By incredible she meant regrettably colonial. My brother was intrigued. He chimed in.
“Can you believe we’re two percent Indian?”
Mom and I hesitated and looked at him.
“You know that we had an egg donor, right?”
“Yeah, like we weren’t in Mom’s stomach. We were in Lisa’s stomach, right?”
Dante had a slender grasp on science and an even slenderer grasp on women’s reproductive health. It seemed nit picky at that moment to explain to him that we’d never really been in anyone’s stomach at all. Mom had a hysterectomy at 23: the nuclear solution to her endometriosis. It was the mid '80s and it seemed that her doctor also had a slender grasp on women’s reproductive health.

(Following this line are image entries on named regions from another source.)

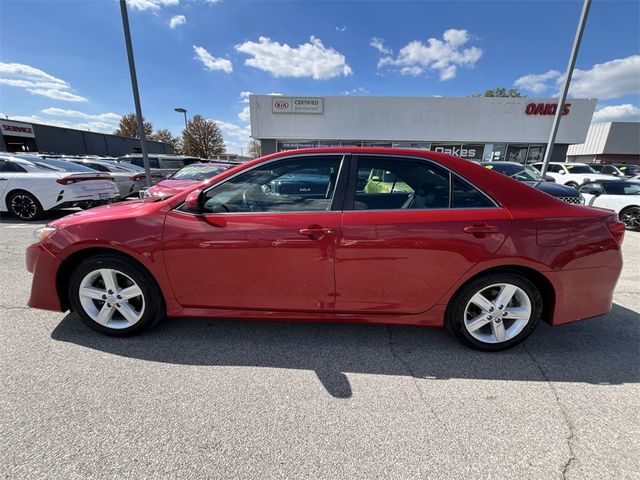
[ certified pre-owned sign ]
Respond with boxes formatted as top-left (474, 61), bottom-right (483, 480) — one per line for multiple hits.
top-left (271, 97), bottom-right (324, 113)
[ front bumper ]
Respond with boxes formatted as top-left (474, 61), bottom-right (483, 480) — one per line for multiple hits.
top-left (25, 243), bottom-right (65, 312)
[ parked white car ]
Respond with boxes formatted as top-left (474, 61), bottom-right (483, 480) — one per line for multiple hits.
top-left (580, 180), bottom-right (640, 231)
top-left (0, 155), bottom-right (120, 220)
top-left (533, 162), bottom-right (615, 189)
top-left (64, 158), bottom-right (146, 198)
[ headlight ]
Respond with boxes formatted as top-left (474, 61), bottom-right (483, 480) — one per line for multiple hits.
top-left (33, 227), bottom-right (56, 242)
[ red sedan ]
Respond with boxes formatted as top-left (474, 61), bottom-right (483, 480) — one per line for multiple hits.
top-left (27, 148), bottom-right (624, 350)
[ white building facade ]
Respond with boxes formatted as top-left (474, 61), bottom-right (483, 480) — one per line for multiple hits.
top-left (249, 95), bottom-right (596, 163)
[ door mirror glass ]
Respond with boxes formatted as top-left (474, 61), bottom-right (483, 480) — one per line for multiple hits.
top-left (184, 190), bottom-right (202, 213)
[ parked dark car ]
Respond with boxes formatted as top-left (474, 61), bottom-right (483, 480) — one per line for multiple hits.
top-left (589, 163), bottom-right (640, 178)
top-left (481, 162), bottom-right (584, 205)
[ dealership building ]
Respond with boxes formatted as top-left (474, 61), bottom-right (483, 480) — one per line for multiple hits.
top-left (249, 95), bottom-right (596, 163)
top-left (567, 122), bottom-right (640, 165)
top-left (0, 119), bottom-right (173, 157)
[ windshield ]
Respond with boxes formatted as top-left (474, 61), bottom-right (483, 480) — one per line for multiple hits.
top-left (602, 181), bottom-right (640, 195)
top-left (565, 164), bottom-right (598, 173)
top-left (30, 158), bottom-right (96, 173)
top-left (171, 165), bottom-right (226, 180)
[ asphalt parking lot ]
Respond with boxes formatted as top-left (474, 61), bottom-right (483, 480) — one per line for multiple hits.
top-left (0, 211), bottom-right (640, 479)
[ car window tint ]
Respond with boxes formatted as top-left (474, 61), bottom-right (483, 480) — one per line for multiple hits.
top-left (204, 156), bottom-right (342, 213)
top-left (354, 157), bottom-right (450, 210)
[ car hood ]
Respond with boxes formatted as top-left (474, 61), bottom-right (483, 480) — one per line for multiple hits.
top-left (47, 199), bottom-right (156, 228)
top-left (147, 179), bottom-right (202, 197)
top-left (524, 182), bottom-right (579, 197)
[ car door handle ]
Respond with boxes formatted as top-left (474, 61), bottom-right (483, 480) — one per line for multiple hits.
top-left (463, 223), bottom-right (498, 236)
top-left (298, 226), bottom-right (335, 239)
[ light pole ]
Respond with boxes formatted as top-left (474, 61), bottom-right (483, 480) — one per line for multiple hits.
top-left (120, 0), bottom-right (151, 187)
top-left (174, 107), bottom-right (190, 155)
top-left (540, 0), bottom-right (591, 177)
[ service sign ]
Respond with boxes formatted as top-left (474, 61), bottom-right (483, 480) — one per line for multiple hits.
top-left (0, 120), bottom-right (36, 138)
top-left (271, 97), bottom-right (324, 113)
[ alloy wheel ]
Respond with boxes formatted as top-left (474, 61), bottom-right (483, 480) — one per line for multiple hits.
top-left (78, 268), bottom-right (145, 330)
top-left (464, 283), bottom-right (532, 344)
top-left (11, 194), bottom-right (38, 220)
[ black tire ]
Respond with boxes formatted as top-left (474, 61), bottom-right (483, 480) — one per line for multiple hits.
top-left (7, 190), bottom-right (44, 222)
top-left (445, 272), bottom-right (543, 352)
top-left (620, 207), bottom-right (640, 232)
top-left (68, 253), bottom-right (165, 337)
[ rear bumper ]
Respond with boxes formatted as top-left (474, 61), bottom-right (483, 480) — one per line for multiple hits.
top-left (545, 252), bottom-right (622, 325)
top-left (25, 243), bottom-right (64, 312)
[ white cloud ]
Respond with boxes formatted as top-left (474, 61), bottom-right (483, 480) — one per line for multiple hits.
top-left (340, 87), bottom-right (370, 95)
top-left (0, 62), bottom-right (87, 102)
top-left (169, 15), bottom-right (187, 30)
top-left (514, 70), bottom-right (562, 94)
top-left (570, 55), bottom-right (640, 100)
top-left (41, 107), bottom-right (122, 124)
top-left (369, 37), bottom-right (393, 55)
top-left (371, 29), bottom-right (483, 81)
top-left (235, 36), bottom-right (353, 80)
top-left (214, 120), bottom-right (251, 153)
top-left (514, 55), bottom-right (640, 100)
top-left (193, 45), bottom-right (233, 73)
top-left (591, 103), bottom-right (640, 123)
top-left (127, 0), bottom-right (180, 12)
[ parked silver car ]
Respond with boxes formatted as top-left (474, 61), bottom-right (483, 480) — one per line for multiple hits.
top-left (64, 157), bottom-right (146, 198)
top-left (118, 154), bottom-right (206, 177)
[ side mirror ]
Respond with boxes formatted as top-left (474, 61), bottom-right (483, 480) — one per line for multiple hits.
top-left (184, 189), bottom-right (202, 213)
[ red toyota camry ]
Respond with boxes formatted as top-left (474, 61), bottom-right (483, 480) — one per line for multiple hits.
top-left (27, 148), bottom-right (624, 350)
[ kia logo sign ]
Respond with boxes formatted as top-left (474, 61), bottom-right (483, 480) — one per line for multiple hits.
top-left (524, 103), bottom-right (571, 115)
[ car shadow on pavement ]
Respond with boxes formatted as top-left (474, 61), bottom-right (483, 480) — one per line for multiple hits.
top-left (51, 305), bottom-right (640, 398)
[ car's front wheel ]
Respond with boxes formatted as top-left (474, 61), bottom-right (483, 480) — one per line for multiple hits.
top-left (446, 272), bottom-right (543, 351)
top-left (7, 191), bottom-right (44, 220)
top-left (69, 254), bottom-right (164, 336)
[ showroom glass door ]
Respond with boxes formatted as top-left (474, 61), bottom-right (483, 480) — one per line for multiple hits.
top-left (163, 155), bottom-right (343, 311)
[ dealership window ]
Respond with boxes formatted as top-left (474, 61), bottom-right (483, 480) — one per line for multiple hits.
top-left (482, 143), bottom-right (507, 162)
top-left (204, 155), bottom-right (342, 213)
top-left (506, 145), bottom-right (529, 163)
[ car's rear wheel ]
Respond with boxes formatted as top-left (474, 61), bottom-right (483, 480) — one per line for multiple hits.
top-left (69, 254), bottom-right (164, 336)
top-left (620, 207), bottom-right (640, 232)
top-left (7, 191), bottom-right (44, 220)
top-left (446, 272), bottom-right (543, 351)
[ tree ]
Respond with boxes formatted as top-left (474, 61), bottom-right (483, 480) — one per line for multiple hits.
top-left (248, 140), bottom-right (262, 158)
top-left (182, 115), bottom-right (225, 158)
top-left (149, 128), bottom-right (182, 153)
top-left (113, 113), bottom-right (153, 138)
top-left (471, 87), bottom-right (526, 97)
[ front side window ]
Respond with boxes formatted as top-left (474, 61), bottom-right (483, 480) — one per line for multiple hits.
top-left (204, 156), bottom-right (342, 213)
top-left (353, 157), bottom-right (494, 210)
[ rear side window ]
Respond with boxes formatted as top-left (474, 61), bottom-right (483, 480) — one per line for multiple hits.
top-left (0, 160), bottom-right (27, 173)
top-left (353, 157), bottom-right (495, 210)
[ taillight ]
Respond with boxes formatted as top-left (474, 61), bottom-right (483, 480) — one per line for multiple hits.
top-left (607, 215), bottom-right (625, 245)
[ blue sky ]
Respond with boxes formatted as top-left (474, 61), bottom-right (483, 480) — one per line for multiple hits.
top-left (0, 0), bottom-right (640, 152)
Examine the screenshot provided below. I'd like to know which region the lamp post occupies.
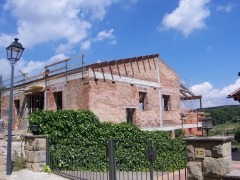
[202,117,213,136]
[6,38,24,175]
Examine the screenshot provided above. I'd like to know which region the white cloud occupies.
[159,0,210,36]
[0,0,117,53]
[95,29,117,44]
[216,3,236,12]
[192,79,240,108]
[81,40,91,50]
[0,54,68,80]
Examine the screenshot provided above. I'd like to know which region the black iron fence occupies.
[47,138,187,180]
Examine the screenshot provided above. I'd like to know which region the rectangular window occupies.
[53,91,62,111]
[162,95,170,111]
[126,108,135,123]
[139,92,147,111]
[14,99,20,116]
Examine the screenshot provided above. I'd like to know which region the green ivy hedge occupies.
[29,110,186,172]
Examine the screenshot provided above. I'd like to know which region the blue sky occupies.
[0,0,240,107]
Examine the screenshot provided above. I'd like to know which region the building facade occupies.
[1,54,202,134]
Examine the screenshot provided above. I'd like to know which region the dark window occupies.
[126,108,135,123]
[162,95,170,111]
[14,99,20,116]
[53,91,62,110]
[139,92,147,110]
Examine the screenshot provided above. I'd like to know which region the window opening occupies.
[27,92,44,115]
[14,99,20,116]
[139,92,147,111]
[126,108,135,123]
[162,95,170,111]
[54,91,62,111]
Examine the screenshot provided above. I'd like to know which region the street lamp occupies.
[202,117,213,136]
[6,38,24,175]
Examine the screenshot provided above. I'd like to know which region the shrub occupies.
[29,110,185,172]
[234,131,240,143]
[175,129,185,137]
[12,151,26,171]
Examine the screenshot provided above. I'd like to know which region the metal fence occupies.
[47,138,187,180]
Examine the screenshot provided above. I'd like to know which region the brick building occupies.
[1,54,201,135]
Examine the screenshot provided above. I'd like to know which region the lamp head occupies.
[6,38,24,64]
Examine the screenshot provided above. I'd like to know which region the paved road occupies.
[0,169,67,180]
[0,151,240,180]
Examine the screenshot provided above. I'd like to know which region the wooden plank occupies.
[108,60,116,66]
[2,73,24,82]
[183,96,202,100]
[123,58,130,64]
[44,55,82,69]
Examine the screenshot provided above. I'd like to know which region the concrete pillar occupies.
[25,134,47,172]
[184,137,232,180]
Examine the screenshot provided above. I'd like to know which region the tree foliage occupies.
[29,110,186,172]
[202,105,240,125]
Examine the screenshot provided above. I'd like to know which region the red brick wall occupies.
[2,58,180,129]
[89,80,159,126]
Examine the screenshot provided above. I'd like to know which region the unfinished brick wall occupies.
[89,58,180,126]
[2,54,180,129]
[89,80,159,126]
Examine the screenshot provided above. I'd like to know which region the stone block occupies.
[27,162,46,172]
[33,138,46,151]
[205,150,212,157]
[186,145,195,161]
[26,151,46,163]
[212,142,232,158]
[187,162,203,180]
[202,156,232,176]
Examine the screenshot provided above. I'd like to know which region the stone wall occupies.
[185,137,232,180]
[0,133,25,171]
[25,135,47,172]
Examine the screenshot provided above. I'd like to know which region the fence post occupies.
[46,138,50,166]
[108,139,116,180]
[148,140,153,180]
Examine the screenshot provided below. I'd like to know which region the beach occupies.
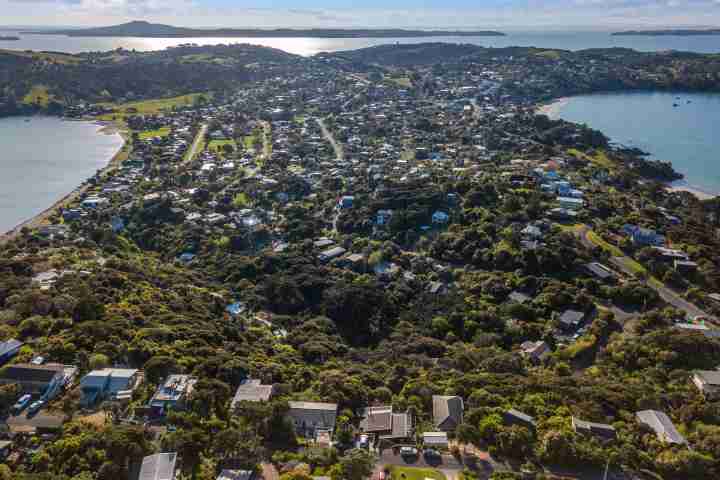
[0,118,130,243]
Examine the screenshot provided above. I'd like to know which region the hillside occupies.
[25,21,504,38]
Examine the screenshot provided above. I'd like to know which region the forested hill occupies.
[28,21,505,38]
[0,45,307,115]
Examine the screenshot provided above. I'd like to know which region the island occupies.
[611,28,720,37]
[24,21,505,38]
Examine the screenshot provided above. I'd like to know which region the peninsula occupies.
[612,28,720,37]
[26,21,505,38]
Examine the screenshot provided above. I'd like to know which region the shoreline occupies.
[665,180,720,200]
[0,119,131,244]
[535,97,570,120]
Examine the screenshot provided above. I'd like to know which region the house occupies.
[432,210,450,225]
[503,408,536,430]
[635,410,687,445]
[556,197,585,210]
[318,247,347,263]
[520,340,550,363]
[0,363,65,395]
[80,368,140,406]
[137,453,177,480]
[0,440,13,460]
[360,405,413,440]
[215,470,255,480]
[433,395,465,432]
[150,375,197,415]
[423,432,448,448]
[230,378,274,410]
[622,224,665,247]
[0,338,25,365]
[585,262,615,282]
[572,417,617,440]
[288,402,337,438]
[560,310,585,331]
[338,195,355,208]
[692,370,720,400]
[428,281,447,295]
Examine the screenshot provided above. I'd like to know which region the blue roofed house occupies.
[80,368,140,406]
[622,224,665,247]
[0,338,24,365]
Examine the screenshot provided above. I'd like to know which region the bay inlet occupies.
[0,116,123,233]
[541,92,720,197]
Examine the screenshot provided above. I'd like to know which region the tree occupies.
[330,448,375,480]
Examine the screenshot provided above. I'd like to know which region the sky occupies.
[0,0,720,31]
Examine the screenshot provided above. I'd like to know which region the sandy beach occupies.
[535,97,570,119]
[0,122,130,243]
[665,180,718,200]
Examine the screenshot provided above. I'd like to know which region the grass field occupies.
[567,148,615,170]
[140,127,170,140]
[390,466,446,480]
[99,93,210,120]
[23,85,51,107]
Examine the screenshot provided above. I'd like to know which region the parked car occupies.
[28,400,45,415]
[13,394,32,415]
[30,355,45,365]
[400,447,417,457]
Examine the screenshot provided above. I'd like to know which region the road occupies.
[317,118,345,161]
[576,225,710,318]
[183,123,207,163]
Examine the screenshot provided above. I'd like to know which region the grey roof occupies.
[138,453,177,480]
[216,470,253,480]
[560,310,585,325]
[360,405,393,432]
[0,338,24,357]
[433,395,464,429]
[230,378,273,409]
[635,410,687,444]
[695,370,720,386]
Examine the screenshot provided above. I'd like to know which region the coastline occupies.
[535,97,570,120]
[665,180,720,200]
[0,119,130,244]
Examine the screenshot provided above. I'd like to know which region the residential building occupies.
[137,453,177,480]
[572,417,617,440]
[0,338,25,365]
[635,410,687,445]
[692,370,720,400]
[433,395,465,432]
[360,405,412,440]
[150,375,197,415]
[423,432,448,448]
[230,378,273,410]
[520,340,550,363]
[80,368,140,406]
[288,402,337,438]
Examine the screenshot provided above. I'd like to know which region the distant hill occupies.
[25,21,505,38]
[612,28,720,37]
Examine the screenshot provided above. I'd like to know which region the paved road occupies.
[577,225,710,318]
[317,118,345,161]
[183,123,207,163]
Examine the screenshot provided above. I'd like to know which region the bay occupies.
[0,29,720,56]
[548,92,720,194]
[0,116,123,233]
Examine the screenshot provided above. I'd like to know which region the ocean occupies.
[550,92,720,194]
[0,116,123,233]
[0,29,720,56]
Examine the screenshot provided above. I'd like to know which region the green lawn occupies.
[390,466,446,480]
[95,93,211,120]
[139,127,170,140]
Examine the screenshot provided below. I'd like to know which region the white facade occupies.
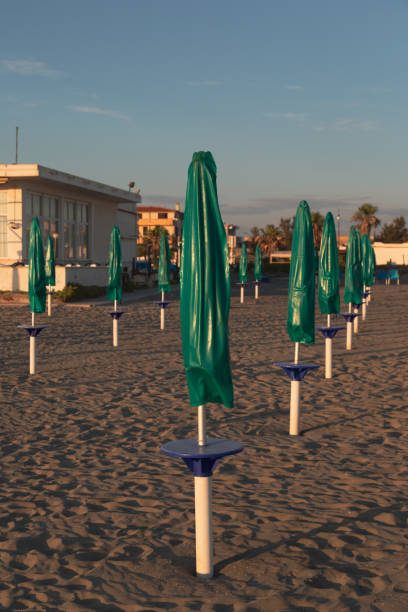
[0,164,141,286]
[373,242,408,266]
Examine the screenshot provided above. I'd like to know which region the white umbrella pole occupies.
[160,291,164,329]
[346,321,353,351]
[361,285,368,321]
[289,342,300,436]
[325,338,333,378]
[194,405,213,578]
[30,312,35,374]
[325,315,333,378]
[48,285,51,317]
[113,300,119,346]
[353,308,358,334]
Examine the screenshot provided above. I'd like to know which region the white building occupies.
[0,164,141,291]
[373,242,408,266]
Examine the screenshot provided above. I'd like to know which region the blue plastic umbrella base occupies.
[273,363,320,381]
[19,325,48,338]
[160,438,244,477]
[340,312,360,323]
[316,325,345,338]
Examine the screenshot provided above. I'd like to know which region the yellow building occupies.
[137,202,184,249]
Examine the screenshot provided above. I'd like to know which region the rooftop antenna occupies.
[16,125,20,164]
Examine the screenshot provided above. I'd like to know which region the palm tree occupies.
[350,204,381,236]
[310,212,324,249]
[278,217,295,251]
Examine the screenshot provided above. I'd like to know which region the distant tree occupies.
[310,212,324,249]
[250,225,261,252]
[377,216,408,242]
[256,224,282,257]
[278,217,295,251]
[350,203,381,236]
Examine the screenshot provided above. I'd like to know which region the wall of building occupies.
[0,180,137,265]
[373,242,408,266]
[0,265,109,291]
[0,187,23,263]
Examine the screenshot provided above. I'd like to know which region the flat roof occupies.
[0,164,142,203]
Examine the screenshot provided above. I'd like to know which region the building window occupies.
[64,200,89,259]
[24,193,59,257]
[0,191,7,257]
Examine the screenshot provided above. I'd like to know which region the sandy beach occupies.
[0,279,408,612]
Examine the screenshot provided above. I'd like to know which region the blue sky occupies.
[0,0,408,233]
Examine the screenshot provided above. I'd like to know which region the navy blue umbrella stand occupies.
[109,308,125,346]
[155,291,170,329]
[316,326,345,378]
[235,283,248,304]
[19,325,48,374]
[254,281,261,300]
[340,312,360,351]
[274,363,320,436]
[161,438,243,578]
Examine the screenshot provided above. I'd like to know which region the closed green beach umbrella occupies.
[106,225,122,302]
[159,232,171,293]
[28,217,46,313]
[361,234,371,286]
[45,236,55,287]
[287,200,315,344]
[344,225,363,304]
[254,244,262,281]
[366,241,375,287]
[180,151,233,408]
[239,242,248,283]
[318,212,340,314]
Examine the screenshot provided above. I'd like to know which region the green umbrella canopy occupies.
[287,200,315,344]
[180,151,233,408]
[344,225,363,304]
[319,212,340,314]
[361,234,371,286]
[159,232,171,293]
[28,217,46,312]
[239,242,248,283]
[106,225,122,302]
[254,244,262,281]
[45,236,55,287]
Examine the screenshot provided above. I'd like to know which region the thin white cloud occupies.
[71,106,130,121]
[0,59,63,77]
[188,81,218,87]
[265,113,307,122]
[312,117,378,133]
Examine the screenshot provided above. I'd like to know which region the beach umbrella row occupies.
[317,212,344,378]
[106,225,124,347]
[157,232,171,329]
[44,236,55,317]
[275,200,319,436]
[162,152,242,578]
[19,217,46,374]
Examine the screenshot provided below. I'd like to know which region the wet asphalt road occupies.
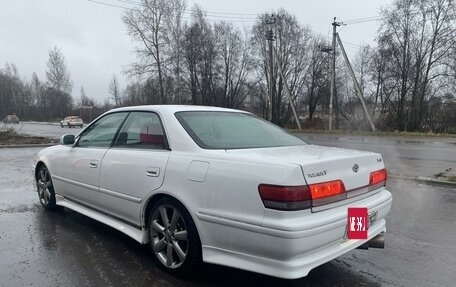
[0,124,456,287]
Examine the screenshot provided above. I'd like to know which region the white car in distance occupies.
[60,116,84,128]
[35,105,392,279]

Years later, when it came time to have kids, Mom had had no choice but to outsource the operation. A friend of a friend had met a woman named Lisa who lived in LA and was open to the idea. CBS had recently run a program about surrogacy, so it was already in the cultural consciousness—chic in a sci-fi, start of the millennium sort of way.
My Mom popped the question and Lisa agreed. Shortly thereafter I was made in a lab, mixed in a dish. Then put to incubate in the empty uterus Lisa so graciously offered up. Nine months later I came out: perfect, bald, bright eyes, and fully baked.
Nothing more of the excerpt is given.